By Lehlohonolo Lehana.
The family of South Africa’s ambassador to France Nathi Mthethwa have called for a full investigation by French police and South Africa’s Department of International Relations and Cooperation into the circumstances leading to his death.
Mthethwa was found dead at the Hyatt hotel in Paris on Tuesday.
He had been reported missing on Monday evening, after his wife said she received a worrying message from him “in which he apologized and expressed his intention to take his own life,” Paris prosecutor Laure Beccuau said in a statement.
On Tuesday morning, a security guard at the Hyatt hotel discovered Mthethwa’s body in the inner courtyard, Beccuau said, adding an investigation has been opened.
Mthethwa had booked a room on the 22nd floor of the hotel, where the window’s safety mechanism had been forced open, Beccuau said. The statement said investigators found no signs of a struggle, nor traces of medication or illegal drugs.
Speaking to the media at the Mthethwa’s home in KwaMbonambi, outside Empangeni in KwaZulu-Natal, family spokesperson Khulekani Mthethwa, said the family was not buying the reports of a potential suicide, saying there were mysterious circumstances leading to the Ambassador’s death.
Khulekani said the family wanted to know where Mthethwa’s security detail was from the time he was missing until his death.
He said that Mthethwa was a brave man who ‘endured torture and all forms of brutality at the hands of the Apartheid police, therefore there was no way that he would taken his own life’.
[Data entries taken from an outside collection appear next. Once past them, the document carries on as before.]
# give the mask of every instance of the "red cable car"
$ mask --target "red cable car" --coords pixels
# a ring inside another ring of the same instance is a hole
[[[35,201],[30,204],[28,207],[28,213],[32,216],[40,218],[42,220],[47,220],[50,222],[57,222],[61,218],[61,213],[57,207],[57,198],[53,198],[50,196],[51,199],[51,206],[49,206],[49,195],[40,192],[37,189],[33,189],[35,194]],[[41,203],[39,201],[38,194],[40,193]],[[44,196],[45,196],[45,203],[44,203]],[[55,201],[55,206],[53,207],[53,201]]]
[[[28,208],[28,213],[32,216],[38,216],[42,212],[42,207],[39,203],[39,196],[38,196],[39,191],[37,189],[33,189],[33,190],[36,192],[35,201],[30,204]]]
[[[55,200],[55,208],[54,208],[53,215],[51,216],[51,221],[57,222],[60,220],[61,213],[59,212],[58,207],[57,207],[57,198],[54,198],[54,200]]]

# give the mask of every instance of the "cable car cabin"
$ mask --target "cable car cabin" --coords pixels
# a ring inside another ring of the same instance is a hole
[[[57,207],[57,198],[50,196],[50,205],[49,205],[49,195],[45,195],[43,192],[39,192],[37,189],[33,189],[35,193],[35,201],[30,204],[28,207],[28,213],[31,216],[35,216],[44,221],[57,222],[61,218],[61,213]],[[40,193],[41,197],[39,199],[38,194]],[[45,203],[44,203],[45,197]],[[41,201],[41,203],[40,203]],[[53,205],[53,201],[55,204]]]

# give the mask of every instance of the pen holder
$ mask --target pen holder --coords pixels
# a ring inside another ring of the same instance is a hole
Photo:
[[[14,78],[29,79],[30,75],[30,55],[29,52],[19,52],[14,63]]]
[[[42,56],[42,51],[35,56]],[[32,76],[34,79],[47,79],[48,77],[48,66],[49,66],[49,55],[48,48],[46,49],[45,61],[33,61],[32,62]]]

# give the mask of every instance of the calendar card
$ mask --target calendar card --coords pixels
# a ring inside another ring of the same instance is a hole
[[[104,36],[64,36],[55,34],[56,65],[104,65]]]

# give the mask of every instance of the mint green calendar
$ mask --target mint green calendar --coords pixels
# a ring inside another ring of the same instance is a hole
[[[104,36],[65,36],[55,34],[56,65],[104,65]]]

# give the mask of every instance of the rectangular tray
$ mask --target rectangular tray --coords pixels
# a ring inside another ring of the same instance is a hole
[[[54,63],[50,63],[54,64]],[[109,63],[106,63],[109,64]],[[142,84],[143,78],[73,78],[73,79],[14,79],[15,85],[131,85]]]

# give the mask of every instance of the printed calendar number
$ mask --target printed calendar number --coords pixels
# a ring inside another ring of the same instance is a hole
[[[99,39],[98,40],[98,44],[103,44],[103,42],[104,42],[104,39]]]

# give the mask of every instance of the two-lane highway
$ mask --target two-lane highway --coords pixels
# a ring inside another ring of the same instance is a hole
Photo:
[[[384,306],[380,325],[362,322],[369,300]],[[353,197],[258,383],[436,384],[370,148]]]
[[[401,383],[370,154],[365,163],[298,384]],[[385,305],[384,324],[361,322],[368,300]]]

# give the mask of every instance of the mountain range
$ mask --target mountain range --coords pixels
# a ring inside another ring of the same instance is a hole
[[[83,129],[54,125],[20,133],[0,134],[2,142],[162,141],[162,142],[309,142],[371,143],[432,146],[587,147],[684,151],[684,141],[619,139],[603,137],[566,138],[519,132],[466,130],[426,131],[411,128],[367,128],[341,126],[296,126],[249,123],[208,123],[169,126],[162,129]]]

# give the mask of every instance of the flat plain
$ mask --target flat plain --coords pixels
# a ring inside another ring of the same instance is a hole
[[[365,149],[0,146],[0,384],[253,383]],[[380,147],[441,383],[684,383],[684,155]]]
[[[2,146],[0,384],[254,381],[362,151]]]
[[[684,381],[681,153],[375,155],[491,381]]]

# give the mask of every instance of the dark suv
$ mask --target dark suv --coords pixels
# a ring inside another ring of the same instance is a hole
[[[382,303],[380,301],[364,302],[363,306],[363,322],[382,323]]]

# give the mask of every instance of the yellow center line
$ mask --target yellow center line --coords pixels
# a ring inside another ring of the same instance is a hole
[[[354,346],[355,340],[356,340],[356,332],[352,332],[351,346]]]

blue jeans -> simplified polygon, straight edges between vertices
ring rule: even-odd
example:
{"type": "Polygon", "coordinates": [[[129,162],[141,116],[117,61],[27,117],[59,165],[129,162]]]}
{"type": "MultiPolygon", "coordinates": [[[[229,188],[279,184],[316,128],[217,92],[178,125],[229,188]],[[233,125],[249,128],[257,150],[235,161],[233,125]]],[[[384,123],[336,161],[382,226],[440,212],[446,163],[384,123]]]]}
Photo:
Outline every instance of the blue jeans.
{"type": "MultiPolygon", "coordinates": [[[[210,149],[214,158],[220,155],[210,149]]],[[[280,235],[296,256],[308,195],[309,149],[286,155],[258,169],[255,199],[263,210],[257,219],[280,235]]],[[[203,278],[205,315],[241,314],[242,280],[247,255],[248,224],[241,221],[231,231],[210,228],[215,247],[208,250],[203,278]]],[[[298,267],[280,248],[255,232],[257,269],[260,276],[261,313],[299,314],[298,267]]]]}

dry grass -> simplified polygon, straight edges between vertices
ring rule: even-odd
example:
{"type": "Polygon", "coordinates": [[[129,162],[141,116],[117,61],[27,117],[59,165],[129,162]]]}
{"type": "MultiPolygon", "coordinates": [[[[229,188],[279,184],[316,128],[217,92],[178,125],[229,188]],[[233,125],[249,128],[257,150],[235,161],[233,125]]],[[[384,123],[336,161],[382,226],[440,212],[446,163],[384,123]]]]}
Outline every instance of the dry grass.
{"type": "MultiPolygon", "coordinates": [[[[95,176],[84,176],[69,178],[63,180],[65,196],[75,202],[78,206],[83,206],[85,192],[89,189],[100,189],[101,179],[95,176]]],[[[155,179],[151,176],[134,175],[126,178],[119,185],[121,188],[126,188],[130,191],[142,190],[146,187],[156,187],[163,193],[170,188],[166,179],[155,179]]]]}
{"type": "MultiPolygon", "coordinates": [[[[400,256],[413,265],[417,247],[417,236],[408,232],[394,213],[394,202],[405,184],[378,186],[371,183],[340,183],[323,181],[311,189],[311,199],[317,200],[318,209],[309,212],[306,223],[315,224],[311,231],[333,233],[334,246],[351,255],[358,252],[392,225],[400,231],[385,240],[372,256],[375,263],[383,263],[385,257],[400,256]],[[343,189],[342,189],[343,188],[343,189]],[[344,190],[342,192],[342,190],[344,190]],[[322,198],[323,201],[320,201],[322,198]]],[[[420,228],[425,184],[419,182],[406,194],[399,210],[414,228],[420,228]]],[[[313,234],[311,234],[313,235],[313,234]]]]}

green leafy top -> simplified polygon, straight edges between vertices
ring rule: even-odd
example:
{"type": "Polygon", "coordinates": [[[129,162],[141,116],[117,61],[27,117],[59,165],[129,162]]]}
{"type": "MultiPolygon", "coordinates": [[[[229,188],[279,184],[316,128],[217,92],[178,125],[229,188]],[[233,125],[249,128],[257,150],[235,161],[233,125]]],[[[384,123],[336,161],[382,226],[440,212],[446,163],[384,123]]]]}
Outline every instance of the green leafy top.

“My brother would not have feared appearing in front of the Madlanga Commission to answer for any allegations against him. He was not a coward, as the family we dismiss any suggestion that he took his life to avoid going to the Commission. All we are calling for is a thorough investigation of the mysterious circumstances around his death, especially as had security,” said Khulekani.
He said that he had spoken to Mthethwa twice on Monday, however, he refused to divulge the details of their conversation.
Mthethwa was a high-ranking member of the African National Congress, the party that brought in democratic rule in 1994 with Nelson Mandela as South Africa’s first black president.
He had been serving as South Africa’s ambassador to Paris since December 2023, and had previously been in government as police minister and also arts and culture minister.